Встречи Хайдеггера и Целана относятся к периоду между 1967 и 1970 годами, то есть к тому времени, когда молодежный протест поколения 1968 года привел к тому, что замалчивание нацистских преступлений перестало казаться естественной позицией. «Коммуникативное замалчивание», служившее доминантой в культуре 1950-х годов, было решительно отвергнуто бунтующей молодежью. Хайдеггер же воплощал собой позицию «коммуникативного замалчивания», которую Херманн Люббе положительно охарактеризовал позднее как «функциональный модус, обеспечивший интеграцию послевоенного населения в сообщество граждан новой республики»[289]. По отношению к Целану молчание Хайдеггера не смогло стать «функциональным модусом интеграции» и сделало разрыв очевидным. Молчание, которое интегрировало общество преступников, разрушило мост между ними и их жертвами.

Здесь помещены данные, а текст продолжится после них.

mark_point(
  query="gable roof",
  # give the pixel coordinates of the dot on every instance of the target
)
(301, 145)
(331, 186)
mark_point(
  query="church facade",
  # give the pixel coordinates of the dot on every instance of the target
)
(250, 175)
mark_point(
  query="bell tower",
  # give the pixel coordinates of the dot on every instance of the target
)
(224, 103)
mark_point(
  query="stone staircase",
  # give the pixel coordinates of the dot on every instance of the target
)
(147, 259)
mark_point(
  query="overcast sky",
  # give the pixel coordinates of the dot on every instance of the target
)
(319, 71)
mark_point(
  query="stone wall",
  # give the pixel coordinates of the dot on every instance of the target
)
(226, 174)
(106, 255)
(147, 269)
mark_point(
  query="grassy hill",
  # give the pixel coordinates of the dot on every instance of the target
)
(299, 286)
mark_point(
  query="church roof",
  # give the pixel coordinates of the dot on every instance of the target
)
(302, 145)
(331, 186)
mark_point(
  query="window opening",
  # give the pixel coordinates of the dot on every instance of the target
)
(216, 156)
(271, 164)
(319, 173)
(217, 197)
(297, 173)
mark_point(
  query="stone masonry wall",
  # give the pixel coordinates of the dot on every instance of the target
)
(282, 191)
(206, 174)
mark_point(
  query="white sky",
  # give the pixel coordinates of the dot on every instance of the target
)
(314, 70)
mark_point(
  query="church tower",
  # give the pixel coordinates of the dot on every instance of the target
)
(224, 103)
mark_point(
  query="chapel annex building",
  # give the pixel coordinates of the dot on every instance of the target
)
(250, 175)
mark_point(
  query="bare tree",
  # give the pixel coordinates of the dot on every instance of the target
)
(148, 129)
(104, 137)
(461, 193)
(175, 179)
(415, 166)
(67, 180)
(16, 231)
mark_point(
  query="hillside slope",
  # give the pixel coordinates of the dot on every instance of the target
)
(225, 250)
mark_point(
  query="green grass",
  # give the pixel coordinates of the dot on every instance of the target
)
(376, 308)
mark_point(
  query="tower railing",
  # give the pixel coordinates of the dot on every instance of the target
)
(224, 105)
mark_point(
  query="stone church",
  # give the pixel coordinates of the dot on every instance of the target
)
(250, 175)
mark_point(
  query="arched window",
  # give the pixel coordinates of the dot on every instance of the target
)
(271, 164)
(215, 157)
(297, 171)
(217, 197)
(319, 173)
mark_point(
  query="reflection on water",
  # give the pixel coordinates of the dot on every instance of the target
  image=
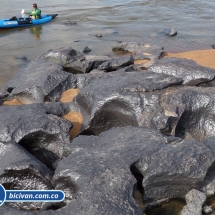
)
(36, 31)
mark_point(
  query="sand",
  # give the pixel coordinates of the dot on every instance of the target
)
(201, 57)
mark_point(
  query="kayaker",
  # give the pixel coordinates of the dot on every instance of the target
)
(35, 13)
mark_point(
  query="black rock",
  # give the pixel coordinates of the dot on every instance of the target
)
(192, 73)
(115, 63)
(98, 35)
(141, 51)
(172, 32)
(44, 135)
(40, 81)
(72, 60)
(19, 170)
(70, 22)
(195, 200)
(86, 50)
(117, 100)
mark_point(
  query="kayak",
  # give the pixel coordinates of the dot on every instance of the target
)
(21, 22)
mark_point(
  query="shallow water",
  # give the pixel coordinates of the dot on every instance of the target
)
(127, 20)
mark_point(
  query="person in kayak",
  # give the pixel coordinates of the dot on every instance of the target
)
(35, 13)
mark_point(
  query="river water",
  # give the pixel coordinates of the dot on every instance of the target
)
(116, 20)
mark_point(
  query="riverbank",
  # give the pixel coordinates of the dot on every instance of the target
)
(201, 57)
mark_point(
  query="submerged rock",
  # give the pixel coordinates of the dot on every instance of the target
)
(113, 64)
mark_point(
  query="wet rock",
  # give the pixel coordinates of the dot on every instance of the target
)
(207, 209)
(44, 135)
(195, 200)
(86, 50)
(22, 171)
(191, 110)
(174, 169)
(3, 94)
(98, 35)
(115, 63)
(140, 51)
(172, 32)
(192, 73)
(72, 60)
(117, 100)
(68, 22)
(101, 181)
(131, 68)
(39, 81)
(96, 60)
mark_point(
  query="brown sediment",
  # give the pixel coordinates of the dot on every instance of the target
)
(201, 57)
(12, 102)
(136, 62)
(69, 95)
(77, 120)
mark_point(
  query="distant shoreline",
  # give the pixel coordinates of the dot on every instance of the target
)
(202, 57)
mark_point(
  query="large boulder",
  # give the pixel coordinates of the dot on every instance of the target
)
(117, 100)
(195, 200)
(191, 112)
(40, 81)
(175, 169)
(36, 129)
(192, 73)
(19, 170)
(96, 176)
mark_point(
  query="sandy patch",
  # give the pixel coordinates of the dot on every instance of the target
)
(12, 102)
(77, 119)
(201, 57)
(69, 95)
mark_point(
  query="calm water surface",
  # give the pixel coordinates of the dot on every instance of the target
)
(127, 20)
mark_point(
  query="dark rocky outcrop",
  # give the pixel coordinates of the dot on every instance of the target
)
(192, 73)
(115, 63)
(117, 100)
(39, 81)
(140, 51)
(195, 200)
(44, 135)
(19, 170)
(191, 110)
(86, 50)
(101, 181)
(70, 59)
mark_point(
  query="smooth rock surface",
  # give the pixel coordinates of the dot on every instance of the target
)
(19, 170)
(192, 73)
(115, 63)
(36, 129)
(195, 200)
(117, 100)
(39, 81)
(69, 58)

Коммуникативное замалчивание способствовало уходу послевоенного немецкого общества из публичной политики; недавнее прошлое исчезло из общественного сознания, и обращение к прошлому ограничилось приватной сферой (Лутц Нитхаммер сравнивал это с колодцем, который служит для отвода сточных вод в почву). Подобная ситуация, сложившаяся в 1950-е годы, свидетельствовала не только о неспособности послевоенного общества к скорби, но и о неспособности пользоваться демократическими средствами общественной коммуникации. В Германии продолжало господствовать укоренившееся глубокое разделение между сферой частной жизни и политикой, что вело к атрофии общественной жизни. Сюда же следует отнести героизацию молчания и обесценивание публичной сферы. Особую роль сыграл в этом Мартин Хайдеггер, который возвысил молчание как «иную сущностную возможность речения» («andere wesenhafte Möglichkeit des Redens») над «болтовней» (Gerede) и «говорением, забывающем о бытии» («das seinsvergessene Sprechen»)[290]. Общественность получала презрительную характеристику «бытование безликости» («Seinswesen des Man»), которая «нечувствительна к различиям уровней и подлинности» («unempfindlich gegen alle Unterschiede des Niveaus und der Echtheit»). Публичность, писал Хайдеггер в своей книге «Бытие и время», лишь «все затемняет, выдавая затемненное за всем известное и доступное каждому»[291]. Известное и доступное каждому тем самым обесценивается само по себе. Культуре публичности, общественной коммуникации Хайдеггер противопоставляет культуру молчания и тайны. Это молчание подчинило себе поколение родителей, которое хранило его по отношению к собственным детям и уносило свои тайны с собой в могилу.